The ability to understand the differing needs of customers is important with increasing queries around AI and impact on businesses.

“People are just working out how they can capitalise on that AI opportunity,” said Marshall.

The number one priority for blueAPACHE around AI is still security and Marshall doesn’t think that’s likely to change in the short term.

The second priority is around innovation, he noted, which is coming more from boards.

“What we’re seeing is a lot of small AI projects,” he said. “It’s pretty similar to what we heard about at EDGE; … this idea that there’s all of those little sort of projects running and the ability to actually turn those into a production, delivering the value while meeting data governance and security and all of those risks.”

Marshall believes that when adoption happens, it will happen very quickly — on the same level as everyone suddenly moving to an agile environment during COVID.
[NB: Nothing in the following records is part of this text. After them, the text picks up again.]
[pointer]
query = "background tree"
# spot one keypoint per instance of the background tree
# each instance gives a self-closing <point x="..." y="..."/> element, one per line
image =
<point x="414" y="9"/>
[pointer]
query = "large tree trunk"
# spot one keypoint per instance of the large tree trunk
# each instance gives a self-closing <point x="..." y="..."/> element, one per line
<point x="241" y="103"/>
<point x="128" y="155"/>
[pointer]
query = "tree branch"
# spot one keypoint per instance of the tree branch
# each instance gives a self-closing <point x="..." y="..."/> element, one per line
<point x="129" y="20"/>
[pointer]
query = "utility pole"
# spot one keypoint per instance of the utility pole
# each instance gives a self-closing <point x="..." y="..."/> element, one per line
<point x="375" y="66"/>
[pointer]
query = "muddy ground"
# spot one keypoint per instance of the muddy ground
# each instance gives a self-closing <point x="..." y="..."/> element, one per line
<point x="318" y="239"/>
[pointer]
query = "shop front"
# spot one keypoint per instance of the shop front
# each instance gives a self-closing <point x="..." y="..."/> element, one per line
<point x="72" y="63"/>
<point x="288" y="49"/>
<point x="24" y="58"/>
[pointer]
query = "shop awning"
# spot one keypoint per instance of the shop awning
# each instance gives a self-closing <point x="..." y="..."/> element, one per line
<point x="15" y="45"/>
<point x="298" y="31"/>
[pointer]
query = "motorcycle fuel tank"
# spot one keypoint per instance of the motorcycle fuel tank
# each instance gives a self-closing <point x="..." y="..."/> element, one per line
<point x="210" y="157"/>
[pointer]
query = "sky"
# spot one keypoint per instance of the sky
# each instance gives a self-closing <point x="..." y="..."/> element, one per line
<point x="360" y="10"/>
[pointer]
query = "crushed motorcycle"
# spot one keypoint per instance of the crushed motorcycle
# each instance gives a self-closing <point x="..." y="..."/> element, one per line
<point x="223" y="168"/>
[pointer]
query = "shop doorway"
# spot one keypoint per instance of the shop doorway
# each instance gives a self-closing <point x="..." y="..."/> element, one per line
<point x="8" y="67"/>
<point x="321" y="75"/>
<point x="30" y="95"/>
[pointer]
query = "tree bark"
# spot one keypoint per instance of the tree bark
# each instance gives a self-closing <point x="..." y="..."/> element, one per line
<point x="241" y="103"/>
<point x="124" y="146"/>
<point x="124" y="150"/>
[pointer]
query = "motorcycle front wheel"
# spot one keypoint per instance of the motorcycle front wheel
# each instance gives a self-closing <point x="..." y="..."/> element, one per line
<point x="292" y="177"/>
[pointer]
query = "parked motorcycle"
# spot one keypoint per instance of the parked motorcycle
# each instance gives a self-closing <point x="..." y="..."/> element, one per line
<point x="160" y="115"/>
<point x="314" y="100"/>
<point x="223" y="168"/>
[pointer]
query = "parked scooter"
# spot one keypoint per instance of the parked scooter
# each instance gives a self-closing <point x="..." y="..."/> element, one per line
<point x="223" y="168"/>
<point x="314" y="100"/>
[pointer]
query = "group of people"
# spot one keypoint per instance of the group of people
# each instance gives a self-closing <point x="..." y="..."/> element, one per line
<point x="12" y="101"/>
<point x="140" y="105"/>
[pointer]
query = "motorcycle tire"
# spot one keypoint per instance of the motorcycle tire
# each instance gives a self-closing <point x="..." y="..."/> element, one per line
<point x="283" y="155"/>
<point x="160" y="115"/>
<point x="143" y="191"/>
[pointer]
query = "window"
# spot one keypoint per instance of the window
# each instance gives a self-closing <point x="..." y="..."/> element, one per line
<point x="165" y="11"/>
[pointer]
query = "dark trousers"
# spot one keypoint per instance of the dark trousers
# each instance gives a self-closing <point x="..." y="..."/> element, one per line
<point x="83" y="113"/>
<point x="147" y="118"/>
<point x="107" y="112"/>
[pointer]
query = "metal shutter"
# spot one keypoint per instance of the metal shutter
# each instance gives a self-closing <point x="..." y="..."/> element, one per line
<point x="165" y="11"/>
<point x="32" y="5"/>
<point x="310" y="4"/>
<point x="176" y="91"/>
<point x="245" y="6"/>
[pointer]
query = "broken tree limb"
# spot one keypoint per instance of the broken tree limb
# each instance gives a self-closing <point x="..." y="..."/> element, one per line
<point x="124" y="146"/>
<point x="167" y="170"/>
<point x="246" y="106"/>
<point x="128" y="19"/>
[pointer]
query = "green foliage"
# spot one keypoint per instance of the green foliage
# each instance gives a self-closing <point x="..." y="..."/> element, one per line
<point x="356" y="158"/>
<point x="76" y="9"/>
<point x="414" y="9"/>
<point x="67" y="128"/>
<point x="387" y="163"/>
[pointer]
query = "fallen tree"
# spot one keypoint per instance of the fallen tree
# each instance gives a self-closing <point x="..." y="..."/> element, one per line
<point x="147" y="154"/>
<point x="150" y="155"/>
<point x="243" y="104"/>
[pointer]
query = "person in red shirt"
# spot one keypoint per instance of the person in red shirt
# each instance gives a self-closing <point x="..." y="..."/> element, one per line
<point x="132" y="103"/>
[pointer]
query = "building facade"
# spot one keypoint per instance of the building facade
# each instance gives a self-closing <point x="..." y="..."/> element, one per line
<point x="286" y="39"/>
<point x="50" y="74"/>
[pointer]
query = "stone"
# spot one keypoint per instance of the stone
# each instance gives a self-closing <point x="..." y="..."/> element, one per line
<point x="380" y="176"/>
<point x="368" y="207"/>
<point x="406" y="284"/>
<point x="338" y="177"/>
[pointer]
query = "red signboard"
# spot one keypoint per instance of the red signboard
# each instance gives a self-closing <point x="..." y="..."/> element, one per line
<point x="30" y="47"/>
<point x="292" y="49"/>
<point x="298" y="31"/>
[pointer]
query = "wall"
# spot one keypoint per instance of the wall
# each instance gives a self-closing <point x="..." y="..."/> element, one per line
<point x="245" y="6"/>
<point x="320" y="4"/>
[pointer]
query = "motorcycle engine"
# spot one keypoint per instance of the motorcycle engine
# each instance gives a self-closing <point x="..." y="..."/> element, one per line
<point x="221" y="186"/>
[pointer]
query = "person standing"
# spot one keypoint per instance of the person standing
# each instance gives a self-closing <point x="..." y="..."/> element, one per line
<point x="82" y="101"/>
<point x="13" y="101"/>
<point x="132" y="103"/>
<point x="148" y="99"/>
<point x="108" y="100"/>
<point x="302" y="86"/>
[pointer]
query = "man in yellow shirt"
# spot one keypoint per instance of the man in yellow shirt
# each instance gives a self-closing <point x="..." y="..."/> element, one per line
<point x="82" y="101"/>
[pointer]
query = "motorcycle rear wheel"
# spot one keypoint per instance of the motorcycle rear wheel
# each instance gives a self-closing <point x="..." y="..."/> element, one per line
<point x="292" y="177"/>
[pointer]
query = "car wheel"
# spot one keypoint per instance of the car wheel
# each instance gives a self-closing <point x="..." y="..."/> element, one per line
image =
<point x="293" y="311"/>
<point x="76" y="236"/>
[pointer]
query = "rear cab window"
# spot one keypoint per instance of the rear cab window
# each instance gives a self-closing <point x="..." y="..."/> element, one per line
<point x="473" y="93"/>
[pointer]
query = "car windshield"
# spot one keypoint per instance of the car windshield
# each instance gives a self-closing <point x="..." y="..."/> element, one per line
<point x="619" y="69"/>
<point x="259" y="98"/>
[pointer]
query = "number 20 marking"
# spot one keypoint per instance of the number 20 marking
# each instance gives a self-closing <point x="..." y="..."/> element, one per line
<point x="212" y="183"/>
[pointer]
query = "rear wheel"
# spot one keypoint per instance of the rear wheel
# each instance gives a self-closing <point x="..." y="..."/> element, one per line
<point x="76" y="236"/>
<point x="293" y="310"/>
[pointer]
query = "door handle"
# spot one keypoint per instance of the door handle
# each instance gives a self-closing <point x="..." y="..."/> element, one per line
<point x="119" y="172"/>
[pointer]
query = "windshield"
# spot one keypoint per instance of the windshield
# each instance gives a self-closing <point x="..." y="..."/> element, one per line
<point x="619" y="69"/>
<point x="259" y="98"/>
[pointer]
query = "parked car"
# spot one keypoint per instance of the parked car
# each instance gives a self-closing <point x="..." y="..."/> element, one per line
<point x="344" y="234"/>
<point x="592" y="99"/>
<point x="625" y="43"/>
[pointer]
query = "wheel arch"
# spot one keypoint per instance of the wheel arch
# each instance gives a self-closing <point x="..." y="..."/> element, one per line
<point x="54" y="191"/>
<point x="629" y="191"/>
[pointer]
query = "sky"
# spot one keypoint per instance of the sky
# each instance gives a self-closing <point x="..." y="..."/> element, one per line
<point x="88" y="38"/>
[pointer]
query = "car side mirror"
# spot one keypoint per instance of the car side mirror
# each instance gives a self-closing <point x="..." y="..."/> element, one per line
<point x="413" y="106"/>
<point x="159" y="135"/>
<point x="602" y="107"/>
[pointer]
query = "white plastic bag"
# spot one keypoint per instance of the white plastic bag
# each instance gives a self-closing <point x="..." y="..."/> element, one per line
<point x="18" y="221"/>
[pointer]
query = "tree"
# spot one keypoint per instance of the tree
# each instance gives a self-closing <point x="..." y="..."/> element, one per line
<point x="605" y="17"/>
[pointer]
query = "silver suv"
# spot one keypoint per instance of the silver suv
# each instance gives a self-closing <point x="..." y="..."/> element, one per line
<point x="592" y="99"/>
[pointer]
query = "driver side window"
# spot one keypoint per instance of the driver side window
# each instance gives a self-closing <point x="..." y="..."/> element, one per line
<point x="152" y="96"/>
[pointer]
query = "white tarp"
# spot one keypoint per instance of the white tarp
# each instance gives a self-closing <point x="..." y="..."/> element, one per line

“There was a rapid adoption of Microsoft Teams and investment in remote working capabilities,” he said. “That process had to happen so quickly that there wasn’t necessarily the same financial checks and measures from a budgeting perspective that pre-COVID.”

“The business case was built after deployment.”

Data governance is another aspect that blueApache is seeing a lot of demand in, because it is foundational to the adoption of digital tools like Copilot.

“We’re certainly seeing a lot of resources available to our customers to make sure that they are fully leveraging those tools,” he said. “We’ve got workshops that we’re running more broadly for our clients to understand what’s possible with Copilot.

“There’s so much more to it and understanding what’s possible is the first step.”

Managing cloud imperatives

With cloud budgets being exceeded because the right cost controls around cloud consumption aren’t necessarily in place, its coming back to a place where questions are being asked, explained Marshall.

“The demand for things like financial operations is growing, with organisations wanting to make sure that there’s value in whatever investment they’re making [and] getting the right return on it,” he said.

“Organisations have never been more open to hybrid cloud strategy, particularly those that are building big AI workloads.”

There’s a lot of competition between AWS and Azure, but also the traditional hardware providers as well, for example HPE’s private cloud for AI, GreenLake.

“There’s certainly a lot of interest around that in terms of what that looks like and the sort of workloads needed to deliver a higher value outcome to the organisation,” Marshall said.

Refreshed portfolio

With all these considerations, blueAPACHE itself is making sure its investments continue along in its managed security portfolio, managed services stack and AI to provide better outcomes for customers.

“During the last five years, we’ve completely refreshed all of our portfolios across our network, our voice managed services and connectivity,” said Marshall. “We implemented ServiceNow 12 months ago now, which has just provided us with an incredible toolset.

“That really is about making sure that we are leveraging as much of that capability as we possibly can whether for transformation and growth or service and cost consolidation.

“We need to support our customer no matter what technology they’re working with.”

Marshall also acknowledged working with RingCentral, which from a coverage and support perspective has “great people” and forms the backbone of the MSP’s unified communications go-to-market.

One of the most interesting spin offs to come out of blueAPACHE has been the consultancy firm IT Architect as a Service (ITAaaS), started in July 2024.

It was created to meet the growing need of customer demand for strategic vendor agnostic advice around architecture and IT decisions, headed by Pat Devlin, managing partner at ITaaS.

“The market is significant in that space,” said Marshall. “It comes back to the AI piece and the need for advice on it.”

“People are desperate to try and find out how they can leverage it, so that consulting advisory component is key to that.”